Esta mujer, de 30 años de edad, era bombera en San Felipe, capital del estado venezolano de Yaracuy, y forma parte de los 1,3 millones de ciudadanos de ese país que se establecieron en Colombia. Muchos de estos se ganan la vida con diferentes oficios en las calles de Riohacha, capital del departamento caribeño de La Guajira, fronterizo con Venezuela.

«Llegamos hace dos meses y medio, y al principio nos tocó dormir en la calle, pero comenzamos a trabajar para un colombiano que tiene varias ‘chazas’ (puestos callejeros, generalmente de venta de golosinas y cigarrillos)», contó a Efe, Walmeris Hermoso, mientras despierta a su hijo de seis años, quien duerme a su lado en una colchoneta.

Su hermana Oneida, que hasta hace dos años fue profesora de castellano en una escuela de San Felipe, le recibe el turno mientras que duerme en una habitación por la que paga 5.000 pesos (1,5 dólares) por noche y que debe compartir con otros compatriotas en igual situación.

A diario, centenares de venezolanos, que llegan desde el estado Zulia, huyen a pie de la crisis en su país. Llegan a Riohacha, de alrededor de 290.000 habitantes.

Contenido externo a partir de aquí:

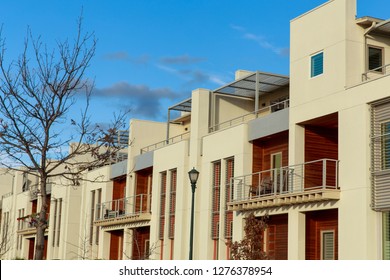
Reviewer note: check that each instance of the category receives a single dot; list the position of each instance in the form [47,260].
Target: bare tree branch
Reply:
[37,92]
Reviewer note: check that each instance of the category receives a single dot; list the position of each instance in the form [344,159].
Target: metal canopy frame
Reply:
[382,28]
[251,86]
[183,106]
[260,82]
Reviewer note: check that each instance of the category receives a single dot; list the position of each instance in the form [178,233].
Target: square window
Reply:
[317,64]
[375,59]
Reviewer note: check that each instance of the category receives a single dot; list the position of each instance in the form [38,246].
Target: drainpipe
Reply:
[257,92]
[168,121]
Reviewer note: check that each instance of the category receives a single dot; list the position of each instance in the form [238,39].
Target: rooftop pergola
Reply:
[251,86]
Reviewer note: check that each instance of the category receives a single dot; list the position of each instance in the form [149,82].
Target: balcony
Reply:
[167,142]
[135,209]
[314,181]
[28,224]
[251,116]
[376,73]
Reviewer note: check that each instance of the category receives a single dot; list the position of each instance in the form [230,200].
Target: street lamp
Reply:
[194,175]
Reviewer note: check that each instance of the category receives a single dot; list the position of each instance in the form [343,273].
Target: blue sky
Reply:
[151,54]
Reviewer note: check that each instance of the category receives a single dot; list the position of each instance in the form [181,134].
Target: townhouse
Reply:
[309,150]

Muchos de los venezolanos optan por quedarse en la ciudad, debido a la cercanía con la frontera y porque comparten la misma cultura.

«Nos vinimos con mi otro hermano, que en San Felipe era policía y que está atendiendo una ‘chaza’ en la terminal de autobuses, pero él allá trabaja desde las seis de la mañana hasta las siete de la noche», cuenta Oneida Hermoso.

Al final del día se reúnen y cenan juntos, «cuando hay para comer», aclara.

Para estas mujeres, lo más difícil no es sobrevivir con lo poco que ganan, sino que muchas veces algunos colombianos las insultan y las tachan de delincuentes.

«Hace dos días llegó un hombre y, como no le quise regalar un cigarrillo, me insultó y tuve que quedarme callada porque no podía exponer a mi hijo, quien me acompaña por las noches», lamenta Walmeris Hermoso, al tiempo que se seca las lágrimas.

Según un estudio de la Universidad de La Guajira, divulgado por el centro de pensamiento Guajira 360°, en ese departamento solo 5% de los venezolanos tiene un empleo formal, mientras que 25% desarrolla actividades económicas informales y cerca del 70% está desempleado.

Por otra parte, un informe de Migración Colombia, con corte al 29 de abril pasado, señala que en La Guajira han sido expedidos 38.387 permisos especiales de permanencia (PEP) a venezolanos, requisito para acceder a un empleo formal, lo que representa apenas 6% de la población de esa nacionalidad que está viviendo en la región.

Para el analista político colombiano, John Deluque, residente en Riohacha, el hecho de que «los venezolanos estén lavando carros, limpiando vidrios o simplemente pidiendo dinero en las esquinas» crea en la gente la imagen de que «ellos son los responsables de la inseguridad» ciudadana.

Solsiré Pérez, una venezolana que lleva varios meses radicada en La Guajira y que vende arepas cerca de la terminal de autobuses de Riohacha, denunció que políticos colombianos están tramitando cédulas a ciudadanos de su país para que voten por ellos en las elecciones regionales del próximo 27 de octubre.

«Desde hace unos meses están sacando cédula colombiana a venezolanos con documentos y testigos falsos, y los van a poner a votar en las próximas elecciones. Ya uno no sabe dónde es más puerca la política», afirmó.

Ronald Gómez, secretario de gobierno de Riohacha, aseguró a Efe que hasta el momento no han tenido conocimiento de este tipo de irregularidades y que hay estrictos controles tanto en la Registraduría Nacional del Estado Civil -entidad que organiza las elecciones- como en Migración Colombia, para evitar fraudes.

En su opinión, el problema de la migración venezolana ha generado temor entre muchos ciudadanos porque creen que estos han incrementado la inseguridad debido a que son muchas personas las que están ocupando el espacio público con actividades que antes hacían los colombianos.

«Nosotros manejamos cifras que nos demuestran que los principales delitos cometidos en Riohacha, que son el hurto simple y el robo con motocicleta, no son cometidos por venezolanos, pero mucha gente cree que sí y eso genera cierto conflicto», indicó el funcionario.

Entre enero y mayo de este año fueron detenidos 192 venezolanos en La Guajira, de los cuales solo un caso está relacionado con un homicidio, según cifras de la Policía colombiana y la Fiscalía.